RAINFORESTS OF EASTERN AUSTRALIA - THE BIG SCRUB RAINFOREST
THE BIG SCRUB RAINFOREST REGION - A CRITICALLY ENDANGERED ECOSYSTEM
The Big Scrub is the name of the remnant rainforest in the Bryon Shire region of northern NSW. Before agricultural clearing it was the largest expanse of lowland subtropical rainforest in Australia; covering an area of approximately 75,000 hectares where an incredible array of species grew from rich volcanic soils of mount Wollumbin between Byron Bay, Ballina and Lismore.
Tragically European settlers cleared almost 99% of this magnificent rainforest because the government required them to clear the forest before they could gain freehold title. By 1900 all that remained was less than 33 remnants of this now critically endangered rainforest with a combined area of less then 556ha.
By the beginning of the 1990s most of the remnants were degrading under the impact of 140 environmental weeds.

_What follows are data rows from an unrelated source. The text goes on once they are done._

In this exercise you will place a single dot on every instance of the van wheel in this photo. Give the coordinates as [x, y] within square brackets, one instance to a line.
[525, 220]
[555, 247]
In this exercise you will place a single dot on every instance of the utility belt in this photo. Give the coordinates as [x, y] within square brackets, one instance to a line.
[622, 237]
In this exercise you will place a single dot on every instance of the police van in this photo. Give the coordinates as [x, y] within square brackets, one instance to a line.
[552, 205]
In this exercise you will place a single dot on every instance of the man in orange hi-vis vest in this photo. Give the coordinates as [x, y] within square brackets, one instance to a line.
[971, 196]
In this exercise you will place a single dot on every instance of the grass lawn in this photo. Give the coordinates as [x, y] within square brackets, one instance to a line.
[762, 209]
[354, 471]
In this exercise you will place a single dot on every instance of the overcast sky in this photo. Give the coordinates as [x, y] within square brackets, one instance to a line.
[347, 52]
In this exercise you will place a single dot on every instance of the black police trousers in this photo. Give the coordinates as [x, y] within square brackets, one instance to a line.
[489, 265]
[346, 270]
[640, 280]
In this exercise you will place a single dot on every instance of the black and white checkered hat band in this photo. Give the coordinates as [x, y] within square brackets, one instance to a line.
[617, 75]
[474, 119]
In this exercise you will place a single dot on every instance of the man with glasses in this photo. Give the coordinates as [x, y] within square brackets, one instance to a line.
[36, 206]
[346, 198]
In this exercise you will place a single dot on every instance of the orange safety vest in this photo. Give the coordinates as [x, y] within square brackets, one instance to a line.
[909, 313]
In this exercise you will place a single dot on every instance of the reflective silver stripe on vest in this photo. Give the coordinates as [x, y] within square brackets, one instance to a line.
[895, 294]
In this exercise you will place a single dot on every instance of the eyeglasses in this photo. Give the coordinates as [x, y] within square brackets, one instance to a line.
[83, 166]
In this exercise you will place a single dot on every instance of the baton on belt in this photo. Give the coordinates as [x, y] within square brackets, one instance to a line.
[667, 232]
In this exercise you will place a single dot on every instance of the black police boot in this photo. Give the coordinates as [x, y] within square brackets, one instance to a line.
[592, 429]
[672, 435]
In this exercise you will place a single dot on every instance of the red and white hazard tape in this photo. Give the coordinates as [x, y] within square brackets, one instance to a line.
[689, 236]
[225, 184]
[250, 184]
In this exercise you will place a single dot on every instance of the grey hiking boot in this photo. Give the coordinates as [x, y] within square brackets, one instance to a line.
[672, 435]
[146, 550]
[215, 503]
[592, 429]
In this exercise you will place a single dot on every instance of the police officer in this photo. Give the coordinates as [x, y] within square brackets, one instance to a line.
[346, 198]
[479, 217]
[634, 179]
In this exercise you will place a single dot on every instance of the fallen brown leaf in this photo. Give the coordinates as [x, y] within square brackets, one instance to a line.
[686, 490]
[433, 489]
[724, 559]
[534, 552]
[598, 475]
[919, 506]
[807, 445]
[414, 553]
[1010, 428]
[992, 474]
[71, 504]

Governments were doing little or nothing to save the priceless remnants.
ENDANGERED SPECIES CONSERVATION
The Big Scrub may today be small, but it is home to a bountiful biodiversity, many species of which are incredibly rare and endangered.
Maximo (Reforest Now co-founder) has complied data and research to identify 128 endangered species of this rainforest.
To address this, we grow over 150 species in our nursery and prioritise endangered and critically endangered tree, shrub, and vine species.
REFORESTING CLEARED LAND
We work to restore cleared land in this region back into rainforest. Byron Shire relies on this rainforest for the rain, streams, creeks, and rivers and we hope to play a part in protecting it for generations to come.
We currently have 10 active planting sites that are key to supporting the entire rainforest. Planting on these sites will connect fragmented rainforest and build wildlife corridors.